На этом месте пора было свет тушить.
Может быть, кто-нибудь заинтересуется дальнейшей судьбой Ивана Ивановича, может быть, кое-кто на одну короткую минуту забеспокоится, не погиб ли он? Нет. Нисколько. Многие из тех, что в сумерки в дождливый день на Национальной площади о мосью Рено мечтают, могут даже ему позавидовать: он вернулся в мебельное дело, на прежнюю свою должность (бивуак Козлобабина к тому времени закрылся, много этих бивуаков за последнее время позакрывалось). То есть на ту самую должность, которую занимал он два с лишним года.

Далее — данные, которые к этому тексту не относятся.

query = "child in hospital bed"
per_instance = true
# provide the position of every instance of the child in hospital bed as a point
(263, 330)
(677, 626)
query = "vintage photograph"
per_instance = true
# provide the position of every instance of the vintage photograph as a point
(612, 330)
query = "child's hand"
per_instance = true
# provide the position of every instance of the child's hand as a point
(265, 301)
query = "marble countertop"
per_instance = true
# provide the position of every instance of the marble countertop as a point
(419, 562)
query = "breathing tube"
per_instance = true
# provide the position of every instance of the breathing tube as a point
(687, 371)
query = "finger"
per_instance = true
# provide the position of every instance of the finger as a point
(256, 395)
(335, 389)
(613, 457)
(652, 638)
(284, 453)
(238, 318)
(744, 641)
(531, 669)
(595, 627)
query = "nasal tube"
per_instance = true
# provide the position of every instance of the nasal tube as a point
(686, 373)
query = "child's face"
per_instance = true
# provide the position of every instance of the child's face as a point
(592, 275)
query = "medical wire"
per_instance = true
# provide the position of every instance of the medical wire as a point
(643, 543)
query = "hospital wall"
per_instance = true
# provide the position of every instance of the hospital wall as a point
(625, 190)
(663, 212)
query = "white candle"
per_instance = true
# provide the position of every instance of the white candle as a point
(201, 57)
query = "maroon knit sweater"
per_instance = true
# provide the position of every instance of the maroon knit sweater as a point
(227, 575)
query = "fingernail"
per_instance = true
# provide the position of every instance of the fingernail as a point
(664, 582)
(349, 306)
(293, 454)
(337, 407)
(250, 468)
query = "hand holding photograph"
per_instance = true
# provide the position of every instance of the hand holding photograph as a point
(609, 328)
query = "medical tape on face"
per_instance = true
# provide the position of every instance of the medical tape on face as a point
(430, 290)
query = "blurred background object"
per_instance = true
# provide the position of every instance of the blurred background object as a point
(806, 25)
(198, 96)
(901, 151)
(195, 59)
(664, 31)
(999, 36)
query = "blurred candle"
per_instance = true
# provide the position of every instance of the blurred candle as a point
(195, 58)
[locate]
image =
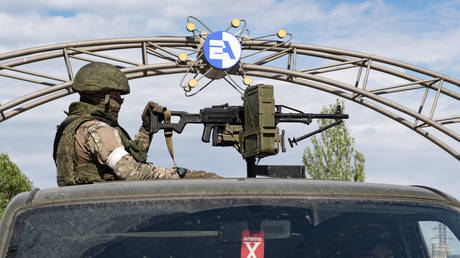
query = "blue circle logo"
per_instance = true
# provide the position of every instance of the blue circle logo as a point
(222, 50)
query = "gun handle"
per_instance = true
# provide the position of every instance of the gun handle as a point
(206, 133)
(154, 122)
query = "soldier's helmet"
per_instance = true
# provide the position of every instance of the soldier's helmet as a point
(98, 76)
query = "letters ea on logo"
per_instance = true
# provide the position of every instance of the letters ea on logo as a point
(222, 50)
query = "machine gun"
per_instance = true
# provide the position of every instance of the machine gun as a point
(251, 129)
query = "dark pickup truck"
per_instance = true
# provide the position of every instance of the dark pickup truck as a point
(232, 218)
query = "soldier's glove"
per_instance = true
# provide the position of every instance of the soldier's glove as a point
(156, 109)
(199, 174)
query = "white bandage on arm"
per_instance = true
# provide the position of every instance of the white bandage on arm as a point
(115, 156)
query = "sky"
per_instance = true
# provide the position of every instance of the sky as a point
(422, 33)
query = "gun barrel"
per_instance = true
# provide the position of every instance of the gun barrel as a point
(300, 117)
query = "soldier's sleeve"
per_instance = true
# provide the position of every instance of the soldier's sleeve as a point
(144, 137)
(106, 144)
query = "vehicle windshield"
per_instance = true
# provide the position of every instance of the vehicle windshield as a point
(235, 227)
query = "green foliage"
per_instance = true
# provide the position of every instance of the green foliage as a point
(12, 181)
(333, 155)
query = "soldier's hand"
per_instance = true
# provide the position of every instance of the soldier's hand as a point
(156, 109)
(200, 174)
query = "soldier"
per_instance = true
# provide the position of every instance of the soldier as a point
(90, 146)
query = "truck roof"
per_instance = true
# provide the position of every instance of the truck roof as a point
(232, 187)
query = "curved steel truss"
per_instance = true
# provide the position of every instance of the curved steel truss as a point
(308, 65)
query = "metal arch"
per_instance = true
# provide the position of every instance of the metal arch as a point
(166, 50)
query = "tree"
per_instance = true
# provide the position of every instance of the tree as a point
(333, 155)
(12, 181)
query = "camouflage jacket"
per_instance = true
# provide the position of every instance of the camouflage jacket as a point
(94, 148)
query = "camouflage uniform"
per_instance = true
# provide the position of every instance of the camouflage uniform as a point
(91, 151)
(91, 147)
(96, 141)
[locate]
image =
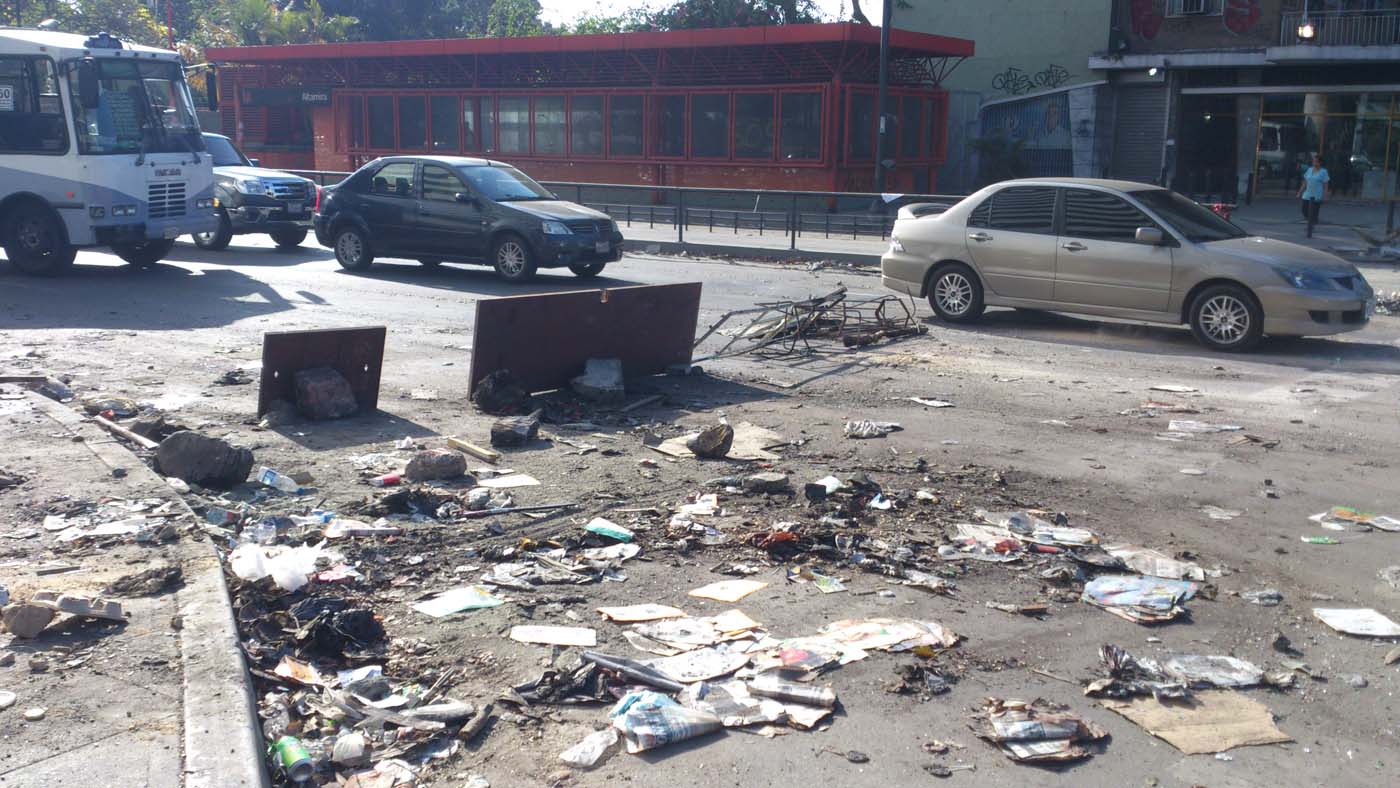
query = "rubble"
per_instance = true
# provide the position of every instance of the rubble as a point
(324, 394)
(199, 459)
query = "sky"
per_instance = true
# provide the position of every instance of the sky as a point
(560, 11)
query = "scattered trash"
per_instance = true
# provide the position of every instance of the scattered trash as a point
(1140, 599)
(728, 589)
(1357, 622)
(555, 636)
(1211, 721)
(870, 428)
(1035, 732)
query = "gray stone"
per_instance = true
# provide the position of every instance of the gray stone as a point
(500, 394)
(766, 483)
(601, 382)
(324, 394)
(27, 620)
(713, 441)
(205, 461)
(436, 463)
(515, 430)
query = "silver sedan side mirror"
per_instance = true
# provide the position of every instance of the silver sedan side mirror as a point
(1150, 235)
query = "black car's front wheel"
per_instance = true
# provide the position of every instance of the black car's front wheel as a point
(513, 258)
(1227, 318)
(146, 254)
(353, 249)
(587, 270)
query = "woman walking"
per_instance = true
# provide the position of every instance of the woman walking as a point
(1312, 192)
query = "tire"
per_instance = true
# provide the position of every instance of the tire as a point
(35, 244)
(1227, 318)
(955, 294)
(513, 258)
(353, 249)
(289, 238)
(146, 254)
(216, 241)
(587, 270)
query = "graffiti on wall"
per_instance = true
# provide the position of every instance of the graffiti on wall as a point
(1145, 18)
(1241, 16)
(1014, 81)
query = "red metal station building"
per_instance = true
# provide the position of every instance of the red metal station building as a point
(787, 107)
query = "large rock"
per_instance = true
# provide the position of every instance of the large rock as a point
(436, 463)
(205, 461)
(601, 381)
(500, 394)
(713, 441)
(324, 394)
(515, 430)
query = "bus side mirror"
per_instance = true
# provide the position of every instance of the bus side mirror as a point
(88, 90)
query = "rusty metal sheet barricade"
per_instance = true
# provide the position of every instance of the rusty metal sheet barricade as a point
(545, 339)
(354, 353)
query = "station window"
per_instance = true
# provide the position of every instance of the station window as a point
(863, 125)
(801, 126)
(381, 121)
(710, 125)
(514, 123)
(444, 123)
(625, 125)
(753, 125)
(413, 122)
(910, 125)
(549, 125)
(585, 125)
(671, 125)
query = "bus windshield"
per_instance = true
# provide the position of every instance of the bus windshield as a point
(143, 105)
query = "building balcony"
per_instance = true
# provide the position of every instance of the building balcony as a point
(1343, 28)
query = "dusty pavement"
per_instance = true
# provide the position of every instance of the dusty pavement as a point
(1047, 413)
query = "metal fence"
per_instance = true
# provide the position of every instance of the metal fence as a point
(1343, 28)
(788, 214)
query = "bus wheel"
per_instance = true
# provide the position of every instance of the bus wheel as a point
(34, 242)
(146, 254)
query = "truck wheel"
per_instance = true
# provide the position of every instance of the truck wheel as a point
(353, 249)
(587, 270)
(146, 254)
(34, 242)
(513, 258)
(289, 238)
(216, 241)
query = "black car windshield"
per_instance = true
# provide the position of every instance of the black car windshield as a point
(503, 184)
(1192, 220)
(224, 153)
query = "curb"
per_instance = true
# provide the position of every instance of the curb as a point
(223, 736)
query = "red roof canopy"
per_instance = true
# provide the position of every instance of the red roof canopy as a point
(912, 44)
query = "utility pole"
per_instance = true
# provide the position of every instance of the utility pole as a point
(882, 130)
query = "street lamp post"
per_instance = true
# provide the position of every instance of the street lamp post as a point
(882, 136)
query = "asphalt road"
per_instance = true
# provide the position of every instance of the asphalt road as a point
(1038, 396)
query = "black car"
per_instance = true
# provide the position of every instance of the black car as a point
(252, 199)
(464, 210)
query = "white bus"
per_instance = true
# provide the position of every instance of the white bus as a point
(100, 146)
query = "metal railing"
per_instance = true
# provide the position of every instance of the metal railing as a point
(1343, 28)
(791, 214)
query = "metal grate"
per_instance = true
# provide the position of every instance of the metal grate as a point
(165, 200)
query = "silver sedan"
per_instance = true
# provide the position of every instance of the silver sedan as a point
(1120, 249)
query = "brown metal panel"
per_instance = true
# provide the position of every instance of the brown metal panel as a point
(546, 339)
(354, 353)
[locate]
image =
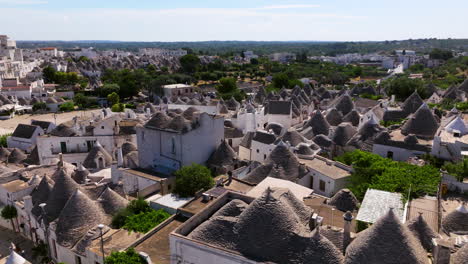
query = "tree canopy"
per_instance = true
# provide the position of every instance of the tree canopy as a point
(9, 212)
(373, 171)
(402, 87)
(145, 221)
(189, 63)
(459, 169)
(441, 54)
(191, 179)
(130, 256)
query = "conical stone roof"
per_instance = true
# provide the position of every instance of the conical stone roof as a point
(80, 174)
(222, 156)
(422, 123)
(4, 153)
(79, 215)
(412, 103)
(40, 194)
(294, 138)
(456, 221)
(63, 189)
(334, 117)
(159, 120)
(343, 133)
(344, 200)
(97, 152)
(319, 124)
(461, 256)
(323, 141)
(352, 117)
(422, 231)
(345, 104)
(387, 241)
(128, 147)
(284, 235)
(112, 202)
(464, 86)
(16, 156)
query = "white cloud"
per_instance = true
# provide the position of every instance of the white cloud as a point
(23, 2)
(198, 24)
(287, 7)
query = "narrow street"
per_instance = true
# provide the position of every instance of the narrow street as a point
(7, 237)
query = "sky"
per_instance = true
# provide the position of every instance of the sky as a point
(259, 20)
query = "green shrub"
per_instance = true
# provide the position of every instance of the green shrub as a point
(145, 221)
(371, 96)
(118, 107)
(130, 256)
(3, 141)
(458, 170)
(67, 107)
(130, 106)
(191, 179)
(39, 106)
(134, 207)
(373, 171)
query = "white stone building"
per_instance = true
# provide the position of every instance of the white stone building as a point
(76, 141)
(25, 137)
(166, 144)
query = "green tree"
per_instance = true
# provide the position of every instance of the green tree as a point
(39, 106)
(107, 89)
(134, 207)
(280, 80)
(67, 107)
(113, 98)
(48, 73)
(189, 63)
(9, 213)
(119, 107)
(3, 140)
(191, 179)
(81, 100)
(130, 256)
(373, 171)
(402, 87)
(227, 85)
(459, 170)
(441, 54)
(40, 253)
(145, 221)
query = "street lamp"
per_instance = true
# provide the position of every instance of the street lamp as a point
(333, 211)
(46, 225)
(101, 226)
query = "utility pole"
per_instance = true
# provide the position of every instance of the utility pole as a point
(101, 226)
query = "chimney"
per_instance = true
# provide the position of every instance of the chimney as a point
(164, 187)
(119, 157)
(314, 221)
(441, 251)
(348, 217)
(229, 178)
(60, 163)
(28, 205)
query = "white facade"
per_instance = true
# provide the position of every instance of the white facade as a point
(326, 177)
(26, 144)
(395, 153)
(166, 151)
(180, 89)
(188, 251)
(76, 148)
(209, 109)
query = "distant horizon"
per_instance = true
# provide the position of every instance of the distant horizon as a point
(255, 20)
(189, 41)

И можно сказать с уверенностью, что, если в мире нашем не произойдет каких-нибудь ну совершенно невозможных, ну совершенно невероятных вещей, если все будет по-старому и еще хуже, Иван Иванович места этого уже не покинет. Потеряет он раз-другой терпение в часы досуга, но действий никаких не предпримет. Потому что оказалось-то, что трагедия была не только его, моя и ваша, а прямо-таки общая или даже всеобщая.
Вот именно — всеобщая. Простите за неутешительное слово.
1929О закорючках
Мадам Клава сказала мне:
— Что это вы, Гришенька, все о каких-то своих знакомых пишете, о людях довольно обыкновенных и, прямо сказать, скучных? Одному не удалось кинематографическую карьеру сделать, другой невесту проворонил, уж не помню, что третий сделал, все какие-то бесцветные личности, право! Что бы вам написать два с половиной слова о человеке царе природы, об американской складке какой-нибудь, да так, чтобы сердце забилось и захотелось бы все бросить и к нему бежать, ловить с ним миг безумного счастья, переселиться к такому человеку в номер и сотворить с ним дивную сказку?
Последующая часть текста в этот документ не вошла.